Proses syuting film dokumenter “Pesona Tingkilan Milenial” yang menampilkan transformasi musik Tingkilan di era modern. (Dok SMPN 3 Tenggarong/Niaga.Asia)

Salah satu anggota tim, Setia Ananda Lira, menceritakan bahwa keikutsertaan mereka dalam ajang Festival Film Dokumenter 2025 menjadi pengalaman yang sangat berharga.

Keterlibatan ia bersama dua rekannya, Aura Vhindra Sazkia dan Mohammad Irhas Panji Kusuma, menjadi kesempatan untuk belajar banyak hal baru dan menunjukkan cerita dari sudut pandang generasi muda.

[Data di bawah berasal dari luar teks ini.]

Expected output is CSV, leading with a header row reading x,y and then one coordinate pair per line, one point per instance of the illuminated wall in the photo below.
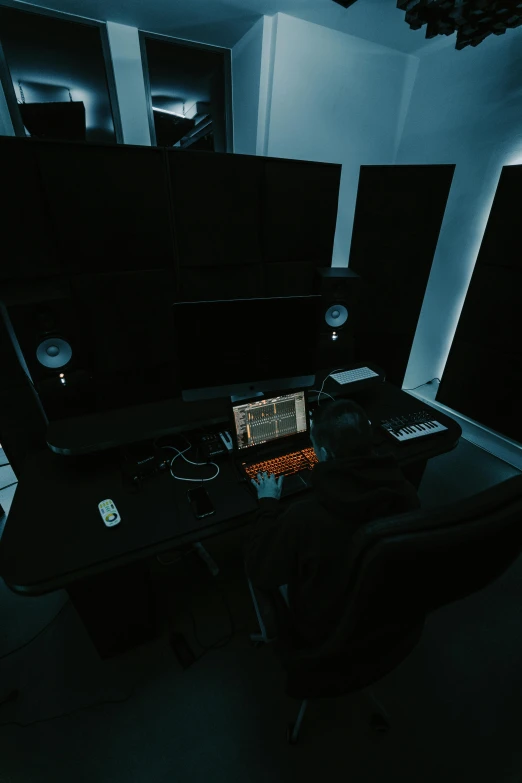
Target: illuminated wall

“Kami pengin nunjukin hal-hal yang mungkin belum banyak orang tahu, tapi penting buat dilihat,” tegasnya.

Diungkapkannya, alasan sederhana mereka sepakat memilih Pesona Tingkilan Milenial, karena musik Tingkilan dianggap sebagai warisan budaya Kutai yang tidak seharusnya tenggelam oleh perubahan zaman.

“Bagi kami, tingkilan itu bukan sekadar musik tradisional. Ia bagian dari identitas budaya Kutai yang kaya dan punya pesan moral yang masih relevan sampai sekarang. Karena itu kami pengin ikut melestarikannya lewat film,” imbuhnya.

Tiga anggota tim “Pesona Tingkilan Milenial” tengah fokus melakukan proses editing di sekolah. (Dok SMPN 3 Tenggarong/Niaga.Asia)

Dalam proses kreatifnya, tim ini juga berusaha menampilkan sisi modern dari musik tingkilan agar benar-benar terasa lebih dekat dengan generasi muda. Mereka pun menyesuaikan aransemennya dengan perkembangan zaman.

“Nadanya tetap khas, tapi dikemas lebih modern supaya terasa keren dan relatable,” tambahnya.

Setelah melalui seluruh proses penggarapan film dokumenter ini, Setia mengaku bahwa minatnya terhadap dunia perfilman semakin besar. Hal paling menyenangkan baginya, yakni ketika budaya tradisional bisa menjadi tontonan yang menarik dan diminati banyak orang.

Ia berharap karya mereka dapat menjadi inspirasi bagi generasi muda lainnya untuk lebih menghargai dan mencintai kebudayaan lokal, tanpa merasa harus meninggalkannya demi terlihat modern.

“Harapannya, lewat film seperti ini anak-anak muda bisa lebih bangga dan tertarik sama budaya sendiri. Karena budaya itu nggak kalah keren dari musik pop atau tren luar,” harapnya.

Sementara itu, Kepala Bidang Kebudayaan Disdikbud Kutai Kartanegara, Puji Utomo, menyampaikan apresiasinya atas antusias para pelajar yang berpartisipasi dalam Festival Film Dokumenter tahun ini.

“Film dokumenter menjadi jembatan baru untuk memperkenalkan kearifan lokal kepada dunia. Kami ingin ajang ini menjadi wadah pembelajaran dan inspirasi agar anak-anak terus berkarya dan mencintai budayanya sendiri,” pungkasnya.